General equation of a conic section - properties

Functions of x,y and z
Homogeneous polynomial function F(x,y,z) and equation
Graph of a homogeneous polynomial equation
Degenerated algebraic curve
Conic section
Affine conic section
Partial derivatives and definitions
Matrix notation of the equation of a conic section

Corollaries

Switching property
Euler's formula
Taylor's formula
New equation of a conic section after a projective coordinate transformation
New DELTA of a conic section after a projective coordinate transformation

Corollary

New delta of a conic section after an affine coordinate transformation

Corollary:

Property of a metric coordinate transformation

Functions of x,y and z

In this chapter we consider real functions from R x R x R to R.
The image of a triplet (x,y,z) is a real number.
Example: f(x,y,z) = 3 x y - x z + 6 y -4

Homogeneous polynomial function F(x,y,z) and equation

If F(x,y,z) is a homogeneous polynomial in x, y, and z then the corresponding function F(x,y,z) is a homogeneous polynomial function and F(x,y,z) = 0 is a homogeneous polynomial equation.
Example:

        F(x,y,z) = x z + y z - x²

Graph of a homogeneous polynomial equation

If (x_o,y_o,z_o) is a solution (different from (0,0,0)) of a homogeneous polynomial equation F(x,y,z) = 0, then (r.x_o,r.y_o,r.z_o) is a solution too.
With all this solutions corresponds exactly one point. The set of all points P(x_o,y_o,z_o) such that F(x_o,y_o,z_o) = 0, is called the graph of the equation F(x,y,z) = 0.

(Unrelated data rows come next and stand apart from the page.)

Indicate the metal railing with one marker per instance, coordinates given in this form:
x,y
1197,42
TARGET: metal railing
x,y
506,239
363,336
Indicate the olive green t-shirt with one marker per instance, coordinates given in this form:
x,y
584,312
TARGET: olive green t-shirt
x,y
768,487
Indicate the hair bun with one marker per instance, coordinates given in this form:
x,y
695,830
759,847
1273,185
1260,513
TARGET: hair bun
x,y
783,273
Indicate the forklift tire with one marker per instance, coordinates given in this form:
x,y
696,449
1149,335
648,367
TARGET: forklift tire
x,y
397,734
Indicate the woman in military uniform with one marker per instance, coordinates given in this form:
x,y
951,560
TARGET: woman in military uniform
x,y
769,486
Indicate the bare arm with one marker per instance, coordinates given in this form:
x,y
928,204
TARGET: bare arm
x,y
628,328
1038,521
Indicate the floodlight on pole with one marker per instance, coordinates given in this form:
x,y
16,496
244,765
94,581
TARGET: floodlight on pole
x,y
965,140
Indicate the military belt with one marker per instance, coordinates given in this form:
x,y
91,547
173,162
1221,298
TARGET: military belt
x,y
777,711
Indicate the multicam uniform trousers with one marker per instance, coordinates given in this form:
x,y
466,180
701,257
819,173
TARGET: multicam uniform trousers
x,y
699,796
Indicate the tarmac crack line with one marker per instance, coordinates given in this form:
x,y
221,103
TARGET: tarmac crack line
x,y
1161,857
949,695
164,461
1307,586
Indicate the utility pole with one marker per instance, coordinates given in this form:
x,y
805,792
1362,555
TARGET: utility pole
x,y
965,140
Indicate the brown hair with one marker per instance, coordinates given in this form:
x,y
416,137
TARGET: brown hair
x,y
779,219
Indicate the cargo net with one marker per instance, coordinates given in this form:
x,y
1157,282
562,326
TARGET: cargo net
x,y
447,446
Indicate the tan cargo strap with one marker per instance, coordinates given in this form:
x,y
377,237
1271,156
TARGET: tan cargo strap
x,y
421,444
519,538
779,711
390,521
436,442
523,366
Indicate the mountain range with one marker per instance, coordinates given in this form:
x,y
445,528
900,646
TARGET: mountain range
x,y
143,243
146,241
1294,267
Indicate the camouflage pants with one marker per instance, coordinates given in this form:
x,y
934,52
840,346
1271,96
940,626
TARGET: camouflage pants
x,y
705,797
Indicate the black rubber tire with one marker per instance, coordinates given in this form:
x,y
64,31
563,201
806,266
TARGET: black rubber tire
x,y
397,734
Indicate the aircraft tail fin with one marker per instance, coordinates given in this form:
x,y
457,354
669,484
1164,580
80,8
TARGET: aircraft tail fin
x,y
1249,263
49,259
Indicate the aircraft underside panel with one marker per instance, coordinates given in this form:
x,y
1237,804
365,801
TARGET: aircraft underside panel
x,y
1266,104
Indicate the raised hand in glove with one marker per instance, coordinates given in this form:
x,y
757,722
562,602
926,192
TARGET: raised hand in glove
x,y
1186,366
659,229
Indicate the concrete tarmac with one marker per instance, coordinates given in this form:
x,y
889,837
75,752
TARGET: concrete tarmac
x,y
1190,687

Such graph is an algebraic curve.
F(x,y,z) = 0 is the equation of the algebraic curve.
F(x,y,1) = 0 is the cartesian equation of the algebraic curve.

Degenerated algebraic curve

We say a curve c is degenerated if and only if F(x,y,z) = f(x,y,z) . g(x,y,z) with f(x,y,z) and g(x,y,z) homogeneous polynomial functions in x,y and z.
If c1 is the graph of f(x,y,z)=0 and c2 is the graph of g(x,y,z)=0, then c is the union of c1 and c2. c1 and c2 are called the components of the degenerated curve c.

Example:

F(x,y,z) = (x²  + y²  - 9) (x + y - 1)

The curve of F = 0 is a degenerated curve. The components are

a circle with equation  (x²  + y²  - 9) = 0  and

a line with equation   (x + y - 1) = 0

Conic section

An algebraic curve with an equation of the form

a x² + 2 b" x y + a' y² + 2 b' x z + 2 b y z + a" z²= 0

is called a conic section.

In all following pages, we write this equation as F(x,y,z) = 0. The coefficients are real numbers. The cartesian equation of the conic section is :

a x²  + 2 b" x y + a' y²  + 2 b' x + 2 b y + a" = 0

Affine conic section

A conic section is affine if and only if the ideal line is not a component of the conic section.

Partial derivatives and definitions

The three partial derivatives of the equation of a conic section are:

F_x'(x,y,z)  = 2 a x + 2 b" y + 2 b' z = 2 ( a x + b" y + b' z )

F_y'(x,y,z)  = 2 b" x + 2 a' y + 2 b z = 2 ( b" x + a' y + b z )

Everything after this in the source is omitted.